Is there a cream to help me get back my natural skin colour quickly?

This depends on what your natural skin colour is and what has changed it. If you mean a suntan and how best to speed up the return to un-tanned skin, there are a few ingredients that can help. If you have lightened your skin and you want it to return to its natural darker shade, it depends on what you used to lighten it.

I will assume the former, let me know if that’s not what you were asking.

The skin will darken when the melanocytes deep in your skin release melanin to travel up to the surface skin layers to protect you from UVA and UVB radiation. When they meet, the skin’s pigmentation will darken (there is an immediate effect and another, delayed by two or three days, when the melanin continues to be produced).

If you stay out of the sun, this should fade in about two weeks, depending on how tanned you are, your age (the younger you are, the faster skin cells turnover, so the tan will go more quickly) and the condition of your skin - well hydrated, even textured skin will fade more quickly and evenly.

You need to stop any “more please’ messages getting to the melanocytes and then gently exfoliate the top, tanned layer of skin. You may be tempted to use lemon juice or some other harsh bleach, please don’t, the pH is far too low not to irritate your skin. In theory, you could apply yoghurt or lots of milk, for the lactic acid content, but I’m not sure how effective this would be, possibly a bit.

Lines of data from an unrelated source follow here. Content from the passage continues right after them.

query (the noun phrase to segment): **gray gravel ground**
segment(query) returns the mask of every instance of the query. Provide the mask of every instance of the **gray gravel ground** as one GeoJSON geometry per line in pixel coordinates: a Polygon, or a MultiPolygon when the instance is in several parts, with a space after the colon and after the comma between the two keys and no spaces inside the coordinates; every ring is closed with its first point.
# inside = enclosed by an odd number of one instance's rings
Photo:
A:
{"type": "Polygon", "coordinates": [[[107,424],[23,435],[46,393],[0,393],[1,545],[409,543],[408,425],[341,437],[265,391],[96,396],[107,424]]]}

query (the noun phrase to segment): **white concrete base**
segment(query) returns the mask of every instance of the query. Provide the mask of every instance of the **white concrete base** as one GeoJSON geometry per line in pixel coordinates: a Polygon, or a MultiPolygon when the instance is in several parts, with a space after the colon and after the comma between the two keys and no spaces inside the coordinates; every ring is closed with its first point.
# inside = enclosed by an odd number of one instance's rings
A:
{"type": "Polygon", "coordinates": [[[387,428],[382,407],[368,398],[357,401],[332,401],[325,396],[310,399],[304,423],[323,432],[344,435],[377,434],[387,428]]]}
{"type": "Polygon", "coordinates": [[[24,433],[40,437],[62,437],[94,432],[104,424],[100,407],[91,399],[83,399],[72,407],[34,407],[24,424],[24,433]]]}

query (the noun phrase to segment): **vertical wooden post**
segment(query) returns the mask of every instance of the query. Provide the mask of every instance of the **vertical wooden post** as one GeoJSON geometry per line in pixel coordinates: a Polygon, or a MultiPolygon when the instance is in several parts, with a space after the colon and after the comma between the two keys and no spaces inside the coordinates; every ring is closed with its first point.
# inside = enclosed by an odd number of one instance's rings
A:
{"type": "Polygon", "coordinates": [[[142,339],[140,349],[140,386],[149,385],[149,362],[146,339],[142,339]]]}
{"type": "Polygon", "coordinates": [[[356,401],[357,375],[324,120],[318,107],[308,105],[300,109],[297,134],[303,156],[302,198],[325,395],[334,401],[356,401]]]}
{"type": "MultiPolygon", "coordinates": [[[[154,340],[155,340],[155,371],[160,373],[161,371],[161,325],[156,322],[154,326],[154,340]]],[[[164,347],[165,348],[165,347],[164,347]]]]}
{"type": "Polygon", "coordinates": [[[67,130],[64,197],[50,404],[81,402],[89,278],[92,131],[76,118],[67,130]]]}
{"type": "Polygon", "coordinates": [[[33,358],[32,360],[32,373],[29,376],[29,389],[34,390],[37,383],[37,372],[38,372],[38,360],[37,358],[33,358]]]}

So, I would recommend apply a cream that includes 1. something to stop the melanin being formed and 2. an exfoliating ingredient:

  1. a-abutin - similar to hydroquinone at 1% (this helps switch off the message to the melanocytes); liquorice extract (the glabridin in the plant also inhibits melanin, but the amount of it in extracts does vary); soybean extract, again similar; Niacinamide (B3); mulberry extract (like many lighteners, this can be irritating); Kojic acid, gentle but effective. Some essential oils can be added to a fixed oil with good effect (alway use in dilution), but these can be irritating on naturally light or sensitive skin and must be used in the correct doses/mixture - seeRobert Tisserand for well researched, excellent advice on all things essential oil.
  2. Chemical exfoliants and physical exfoliants: AHAs or more gentle, PHAs (lactic acid, glycolic acid etc); Vitamin C does both 1 and 2, again use it in low concentrations and build up or you will irritate your skin; oats. For a physical exfoliant, you can simply use a linen or soft face cloth, if you’re prepared to pay more, a little spinning brush with soft bristles is very good; alternatively, cook rice until it is slightly soft and rub this into skin - the rice itself, like oats, is conditioning. You can buy little plastic beads, but we don’t need more plastic and things that dissolve work just as well.

Whichever you use, do moisturise you skin well afterwards as these are drying and can cause inflammation if you are over zealous. Try to be patient, and don’t scrub you skin; it is better to get a good, even result over two weeks that a very sore face after three days of AHAs and sandpaper!

  • Don’t forget to wear a broad spectrum sun-screen! Apart from the obvious, many of the skin lightening ingredients will make your skin more sensitive to sunlight.